Inhibition of Ca2+-dependent glutamate release from cerebral cortex synaptosomes of rats with experimental autoimmune encephalomyelitis

Several pathological studies have revealed a prominent involvement of the cerebral cortex in patients with multiple sclerosis (MS). In order to better understand the events that lead to the progressive neuronal dysfunction in MS, herein we explore the contribution of the glutamatergic release in cerebral cortex synaptosomes isolated from rats with experimental autoimmune encephalomyelitis, an animal model reproducing many features of MS. We found that the Ca2+-dependent but not the Ca2+-independent glutamate release induced by KCl and 4-aminopyridine was significantly decreased during the acute stage of the disease.
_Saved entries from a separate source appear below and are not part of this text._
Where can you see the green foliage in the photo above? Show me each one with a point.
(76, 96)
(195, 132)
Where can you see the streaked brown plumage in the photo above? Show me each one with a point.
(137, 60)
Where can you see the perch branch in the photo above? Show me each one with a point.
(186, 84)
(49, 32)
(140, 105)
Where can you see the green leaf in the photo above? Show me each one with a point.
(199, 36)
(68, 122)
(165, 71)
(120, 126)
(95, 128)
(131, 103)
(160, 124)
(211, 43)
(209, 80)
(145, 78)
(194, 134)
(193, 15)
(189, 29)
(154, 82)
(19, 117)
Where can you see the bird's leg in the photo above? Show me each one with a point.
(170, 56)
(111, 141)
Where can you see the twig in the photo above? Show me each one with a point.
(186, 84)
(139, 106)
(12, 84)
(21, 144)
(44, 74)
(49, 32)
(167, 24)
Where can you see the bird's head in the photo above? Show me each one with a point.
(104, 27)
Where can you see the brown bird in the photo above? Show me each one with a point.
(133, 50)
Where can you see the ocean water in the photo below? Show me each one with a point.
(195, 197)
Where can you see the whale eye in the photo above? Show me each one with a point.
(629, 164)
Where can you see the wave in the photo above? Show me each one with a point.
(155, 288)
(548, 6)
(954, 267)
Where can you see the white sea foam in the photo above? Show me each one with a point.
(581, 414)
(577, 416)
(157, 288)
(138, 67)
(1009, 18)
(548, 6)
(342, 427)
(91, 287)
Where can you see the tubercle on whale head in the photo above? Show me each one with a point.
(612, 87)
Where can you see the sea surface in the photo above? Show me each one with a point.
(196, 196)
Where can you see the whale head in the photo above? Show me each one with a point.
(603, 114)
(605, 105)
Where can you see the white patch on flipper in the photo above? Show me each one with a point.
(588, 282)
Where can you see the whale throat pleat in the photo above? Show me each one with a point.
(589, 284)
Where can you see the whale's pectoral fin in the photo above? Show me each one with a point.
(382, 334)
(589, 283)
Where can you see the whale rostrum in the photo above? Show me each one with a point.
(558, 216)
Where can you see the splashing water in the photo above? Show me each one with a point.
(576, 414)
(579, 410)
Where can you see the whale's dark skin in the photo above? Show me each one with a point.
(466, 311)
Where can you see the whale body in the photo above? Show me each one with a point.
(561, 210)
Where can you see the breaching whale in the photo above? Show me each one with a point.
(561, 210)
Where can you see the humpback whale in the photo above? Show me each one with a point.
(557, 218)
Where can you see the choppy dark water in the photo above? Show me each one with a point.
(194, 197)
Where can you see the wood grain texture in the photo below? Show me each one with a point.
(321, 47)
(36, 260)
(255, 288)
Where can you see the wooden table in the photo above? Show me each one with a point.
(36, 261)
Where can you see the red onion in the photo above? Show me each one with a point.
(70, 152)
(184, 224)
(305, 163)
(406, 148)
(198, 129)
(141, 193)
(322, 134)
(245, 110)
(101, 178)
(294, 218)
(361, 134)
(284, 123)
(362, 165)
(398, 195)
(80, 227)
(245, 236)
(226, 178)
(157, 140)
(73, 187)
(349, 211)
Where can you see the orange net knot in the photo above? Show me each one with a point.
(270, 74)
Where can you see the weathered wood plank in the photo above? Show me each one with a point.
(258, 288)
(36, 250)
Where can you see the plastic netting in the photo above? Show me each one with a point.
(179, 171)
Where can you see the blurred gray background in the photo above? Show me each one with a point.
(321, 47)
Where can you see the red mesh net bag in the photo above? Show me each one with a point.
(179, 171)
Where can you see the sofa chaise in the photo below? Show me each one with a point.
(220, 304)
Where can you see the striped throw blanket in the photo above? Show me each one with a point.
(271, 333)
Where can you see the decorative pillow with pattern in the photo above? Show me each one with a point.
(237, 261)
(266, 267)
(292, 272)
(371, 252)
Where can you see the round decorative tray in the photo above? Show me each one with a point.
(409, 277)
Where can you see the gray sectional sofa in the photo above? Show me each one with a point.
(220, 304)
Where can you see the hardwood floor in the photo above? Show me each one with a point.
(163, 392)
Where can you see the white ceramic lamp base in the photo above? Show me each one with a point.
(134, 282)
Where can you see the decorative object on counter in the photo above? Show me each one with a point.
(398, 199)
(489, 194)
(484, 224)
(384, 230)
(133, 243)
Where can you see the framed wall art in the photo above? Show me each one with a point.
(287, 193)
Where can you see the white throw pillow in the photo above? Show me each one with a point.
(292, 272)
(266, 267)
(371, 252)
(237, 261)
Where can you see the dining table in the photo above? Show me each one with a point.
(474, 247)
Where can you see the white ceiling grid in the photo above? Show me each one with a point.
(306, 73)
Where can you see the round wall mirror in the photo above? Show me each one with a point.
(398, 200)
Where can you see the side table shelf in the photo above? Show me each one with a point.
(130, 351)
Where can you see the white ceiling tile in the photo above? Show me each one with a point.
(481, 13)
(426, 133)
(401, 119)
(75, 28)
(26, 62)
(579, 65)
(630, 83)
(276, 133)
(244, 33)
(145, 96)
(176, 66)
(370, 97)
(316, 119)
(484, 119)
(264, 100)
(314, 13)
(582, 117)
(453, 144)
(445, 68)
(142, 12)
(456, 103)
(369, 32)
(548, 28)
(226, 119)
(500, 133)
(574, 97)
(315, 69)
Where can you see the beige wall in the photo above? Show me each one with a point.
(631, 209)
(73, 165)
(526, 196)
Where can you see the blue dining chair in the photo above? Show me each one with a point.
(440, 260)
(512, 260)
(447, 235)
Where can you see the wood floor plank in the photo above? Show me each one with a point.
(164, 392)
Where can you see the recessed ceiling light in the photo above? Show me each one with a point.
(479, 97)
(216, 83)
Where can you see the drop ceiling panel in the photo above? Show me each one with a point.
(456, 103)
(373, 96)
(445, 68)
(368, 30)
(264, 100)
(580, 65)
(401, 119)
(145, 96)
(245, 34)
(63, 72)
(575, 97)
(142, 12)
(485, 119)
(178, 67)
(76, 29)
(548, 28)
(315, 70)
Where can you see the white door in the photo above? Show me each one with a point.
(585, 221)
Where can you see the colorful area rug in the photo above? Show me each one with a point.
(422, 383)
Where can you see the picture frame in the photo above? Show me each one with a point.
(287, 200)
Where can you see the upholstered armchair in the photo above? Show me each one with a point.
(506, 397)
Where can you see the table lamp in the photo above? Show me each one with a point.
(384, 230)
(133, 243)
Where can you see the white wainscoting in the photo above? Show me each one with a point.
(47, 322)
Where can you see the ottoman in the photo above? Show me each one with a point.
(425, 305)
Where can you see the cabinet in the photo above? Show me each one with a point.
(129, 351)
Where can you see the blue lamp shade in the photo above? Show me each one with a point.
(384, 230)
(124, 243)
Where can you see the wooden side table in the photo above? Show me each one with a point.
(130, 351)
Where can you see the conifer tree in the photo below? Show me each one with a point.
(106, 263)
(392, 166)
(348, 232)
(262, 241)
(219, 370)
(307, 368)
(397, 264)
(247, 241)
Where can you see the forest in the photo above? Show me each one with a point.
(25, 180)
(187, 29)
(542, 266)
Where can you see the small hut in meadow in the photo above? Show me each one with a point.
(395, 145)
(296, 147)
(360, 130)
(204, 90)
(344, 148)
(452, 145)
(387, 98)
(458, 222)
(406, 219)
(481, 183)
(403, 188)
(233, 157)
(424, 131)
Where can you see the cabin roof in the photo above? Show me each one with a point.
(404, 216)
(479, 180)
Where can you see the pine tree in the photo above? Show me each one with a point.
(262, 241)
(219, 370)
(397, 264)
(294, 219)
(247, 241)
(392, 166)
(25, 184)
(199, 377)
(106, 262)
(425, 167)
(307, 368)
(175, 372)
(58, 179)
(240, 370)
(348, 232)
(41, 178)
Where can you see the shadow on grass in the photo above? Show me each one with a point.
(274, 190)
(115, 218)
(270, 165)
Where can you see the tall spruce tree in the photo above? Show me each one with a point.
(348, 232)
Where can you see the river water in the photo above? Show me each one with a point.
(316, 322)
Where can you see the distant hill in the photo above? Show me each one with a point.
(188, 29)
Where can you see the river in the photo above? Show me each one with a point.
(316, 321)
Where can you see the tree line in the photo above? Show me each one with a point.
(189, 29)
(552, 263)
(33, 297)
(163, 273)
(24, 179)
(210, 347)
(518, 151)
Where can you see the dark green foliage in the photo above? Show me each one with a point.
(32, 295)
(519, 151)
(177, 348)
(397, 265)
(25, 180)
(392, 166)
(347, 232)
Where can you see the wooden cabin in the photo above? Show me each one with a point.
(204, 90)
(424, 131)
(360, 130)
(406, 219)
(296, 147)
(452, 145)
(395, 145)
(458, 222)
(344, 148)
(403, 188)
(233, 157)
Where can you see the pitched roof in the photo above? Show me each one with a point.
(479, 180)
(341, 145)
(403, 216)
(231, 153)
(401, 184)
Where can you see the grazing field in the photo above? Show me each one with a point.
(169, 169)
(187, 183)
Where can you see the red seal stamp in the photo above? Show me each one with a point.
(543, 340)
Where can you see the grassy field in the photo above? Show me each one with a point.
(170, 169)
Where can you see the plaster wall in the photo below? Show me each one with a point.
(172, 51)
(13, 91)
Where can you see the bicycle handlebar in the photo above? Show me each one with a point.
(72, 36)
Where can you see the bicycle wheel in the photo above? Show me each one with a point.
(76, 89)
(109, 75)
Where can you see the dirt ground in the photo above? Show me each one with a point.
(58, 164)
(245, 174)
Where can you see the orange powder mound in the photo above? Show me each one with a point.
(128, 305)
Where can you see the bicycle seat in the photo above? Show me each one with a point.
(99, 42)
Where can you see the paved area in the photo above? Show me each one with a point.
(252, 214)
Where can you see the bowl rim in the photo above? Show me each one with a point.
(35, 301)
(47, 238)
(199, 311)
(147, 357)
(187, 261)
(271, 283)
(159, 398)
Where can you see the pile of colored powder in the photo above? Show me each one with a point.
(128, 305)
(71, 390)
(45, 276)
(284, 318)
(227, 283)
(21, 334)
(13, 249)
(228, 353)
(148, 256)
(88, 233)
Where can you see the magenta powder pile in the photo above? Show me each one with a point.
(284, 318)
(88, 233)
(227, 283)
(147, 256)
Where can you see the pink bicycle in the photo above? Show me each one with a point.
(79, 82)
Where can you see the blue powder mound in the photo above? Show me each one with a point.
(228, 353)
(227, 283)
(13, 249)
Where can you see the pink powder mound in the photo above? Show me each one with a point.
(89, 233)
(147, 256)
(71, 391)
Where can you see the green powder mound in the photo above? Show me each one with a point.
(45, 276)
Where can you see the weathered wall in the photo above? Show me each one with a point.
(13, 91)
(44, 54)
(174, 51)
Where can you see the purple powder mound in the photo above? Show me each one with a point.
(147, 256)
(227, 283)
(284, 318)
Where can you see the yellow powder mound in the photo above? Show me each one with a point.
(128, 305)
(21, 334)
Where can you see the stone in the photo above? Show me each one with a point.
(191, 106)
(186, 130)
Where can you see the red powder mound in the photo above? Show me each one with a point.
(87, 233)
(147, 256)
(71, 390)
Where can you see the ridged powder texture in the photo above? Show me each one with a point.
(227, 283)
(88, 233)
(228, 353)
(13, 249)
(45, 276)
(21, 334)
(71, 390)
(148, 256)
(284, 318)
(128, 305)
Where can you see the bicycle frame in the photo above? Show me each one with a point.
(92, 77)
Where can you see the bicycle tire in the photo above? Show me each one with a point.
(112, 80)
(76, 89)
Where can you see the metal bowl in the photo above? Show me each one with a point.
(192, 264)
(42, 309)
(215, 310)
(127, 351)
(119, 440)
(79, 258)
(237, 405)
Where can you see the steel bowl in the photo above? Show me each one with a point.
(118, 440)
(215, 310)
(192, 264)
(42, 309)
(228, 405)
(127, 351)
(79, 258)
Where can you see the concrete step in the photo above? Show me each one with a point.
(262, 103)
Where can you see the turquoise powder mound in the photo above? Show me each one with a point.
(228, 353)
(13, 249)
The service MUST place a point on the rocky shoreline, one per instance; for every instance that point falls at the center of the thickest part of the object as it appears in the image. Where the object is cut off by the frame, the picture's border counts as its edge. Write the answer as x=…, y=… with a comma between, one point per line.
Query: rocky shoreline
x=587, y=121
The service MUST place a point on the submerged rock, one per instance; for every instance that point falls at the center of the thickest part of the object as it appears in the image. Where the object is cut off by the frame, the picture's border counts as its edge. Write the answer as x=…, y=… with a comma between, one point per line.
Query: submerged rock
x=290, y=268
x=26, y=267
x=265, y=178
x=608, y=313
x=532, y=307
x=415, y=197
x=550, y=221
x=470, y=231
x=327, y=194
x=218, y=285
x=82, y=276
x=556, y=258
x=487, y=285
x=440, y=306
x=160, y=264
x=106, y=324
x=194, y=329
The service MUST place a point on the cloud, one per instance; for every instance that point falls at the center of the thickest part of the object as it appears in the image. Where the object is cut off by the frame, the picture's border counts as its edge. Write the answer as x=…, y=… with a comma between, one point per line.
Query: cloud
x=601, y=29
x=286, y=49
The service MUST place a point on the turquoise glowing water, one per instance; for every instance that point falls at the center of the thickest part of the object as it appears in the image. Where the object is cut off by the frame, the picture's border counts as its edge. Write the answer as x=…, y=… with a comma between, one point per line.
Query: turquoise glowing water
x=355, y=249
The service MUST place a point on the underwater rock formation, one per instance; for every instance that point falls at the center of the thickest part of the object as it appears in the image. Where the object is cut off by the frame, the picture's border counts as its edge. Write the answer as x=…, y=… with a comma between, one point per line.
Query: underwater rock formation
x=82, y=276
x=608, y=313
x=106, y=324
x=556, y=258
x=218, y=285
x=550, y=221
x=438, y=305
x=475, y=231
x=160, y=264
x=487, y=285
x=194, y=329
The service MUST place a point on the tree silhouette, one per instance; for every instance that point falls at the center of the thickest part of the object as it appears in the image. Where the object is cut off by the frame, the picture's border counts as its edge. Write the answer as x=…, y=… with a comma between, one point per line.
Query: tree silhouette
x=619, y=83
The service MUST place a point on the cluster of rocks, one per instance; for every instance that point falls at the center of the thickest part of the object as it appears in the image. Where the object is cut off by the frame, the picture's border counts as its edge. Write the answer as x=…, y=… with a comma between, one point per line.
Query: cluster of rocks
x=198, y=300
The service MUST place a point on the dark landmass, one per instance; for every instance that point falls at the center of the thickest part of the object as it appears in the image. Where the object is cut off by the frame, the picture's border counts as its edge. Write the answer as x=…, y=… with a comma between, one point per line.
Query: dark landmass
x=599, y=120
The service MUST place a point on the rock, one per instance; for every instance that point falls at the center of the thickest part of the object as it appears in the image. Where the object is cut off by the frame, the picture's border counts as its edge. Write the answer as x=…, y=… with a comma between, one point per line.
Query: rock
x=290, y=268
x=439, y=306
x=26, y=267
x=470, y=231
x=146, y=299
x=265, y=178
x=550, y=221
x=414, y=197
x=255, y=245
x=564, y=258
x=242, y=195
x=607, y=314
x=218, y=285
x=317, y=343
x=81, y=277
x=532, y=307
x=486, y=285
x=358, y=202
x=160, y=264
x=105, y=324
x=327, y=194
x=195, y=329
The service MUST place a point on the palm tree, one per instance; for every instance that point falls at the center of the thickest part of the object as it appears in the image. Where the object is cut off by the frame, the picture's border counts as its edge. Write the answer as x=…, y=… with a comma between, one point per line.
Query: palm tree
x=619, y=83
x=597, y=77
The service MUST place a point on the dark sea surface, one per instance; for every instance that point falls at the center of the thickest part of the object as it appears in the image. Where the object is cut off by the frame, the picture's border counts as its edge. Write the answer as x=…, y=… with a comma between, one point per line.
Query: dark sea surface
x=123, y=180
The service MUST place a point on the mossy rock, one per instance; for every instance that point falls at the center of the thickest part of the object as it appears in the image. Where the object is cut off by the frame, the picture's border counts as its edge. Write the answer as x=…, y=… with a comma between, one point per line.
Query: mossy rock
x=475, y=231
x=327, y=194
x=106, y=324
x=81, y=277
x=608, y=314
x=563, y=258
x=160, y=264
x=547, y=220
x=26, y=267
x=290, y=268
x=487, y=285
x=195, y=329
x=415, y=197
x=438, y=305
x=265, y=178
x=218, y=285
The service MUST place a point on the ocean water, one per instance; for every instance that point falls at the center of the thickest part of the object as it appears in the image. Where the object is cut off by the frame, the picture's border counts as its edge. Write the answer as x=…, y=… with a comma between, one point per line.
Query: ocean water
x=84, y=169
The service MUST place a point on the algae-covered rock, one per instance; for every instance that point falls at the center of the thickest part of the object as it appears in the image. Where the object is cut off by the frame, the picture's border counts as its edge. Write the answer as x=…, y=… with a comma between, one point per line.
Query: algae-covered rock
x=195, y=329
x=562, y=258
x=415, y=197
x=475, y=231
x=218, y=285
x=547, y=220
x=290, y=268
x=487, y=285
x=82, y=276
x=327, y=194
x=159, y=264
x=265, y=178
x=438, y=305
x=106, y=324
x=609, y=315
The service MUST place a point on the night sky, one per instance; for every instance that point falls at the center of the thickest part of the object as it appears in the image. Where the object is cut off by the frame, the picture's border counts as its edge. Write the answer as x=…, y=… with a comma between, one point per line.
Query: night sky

This inhibited release coincides with the onset of the clinical signs and after 24 h tends to recover the level of the control animals. The results also showed an inhibition of the glutamate release stimulated by ionomycin. When the animals were totally recovered from clinical signs, the neurotransmitter release stimulated by the different inductors was similar to the controls. Examination of the cytosolic Ca2+ using fura-2-acetoxymethyl ester revealed that the inhibition of glutamate release could not be attributed to a reduction in voltage-dependent Ca2+ influx. However, this inhibition was concomitant with a lower phosphorylation of synapsin I at P-site1. Our results show that the inhibition observed on the Ca2+-dependent neurotransmitter release from cerebral cortex synaptosomes in experimental autoimmune encephalomyelitis is specific and correlates with the beginning of the clinical disease. Moreover, they suggest an alteration in the metabolism of proteins involved in the vesicular glutamate release more than a deregulation in the influx of cytosolic Ca2+.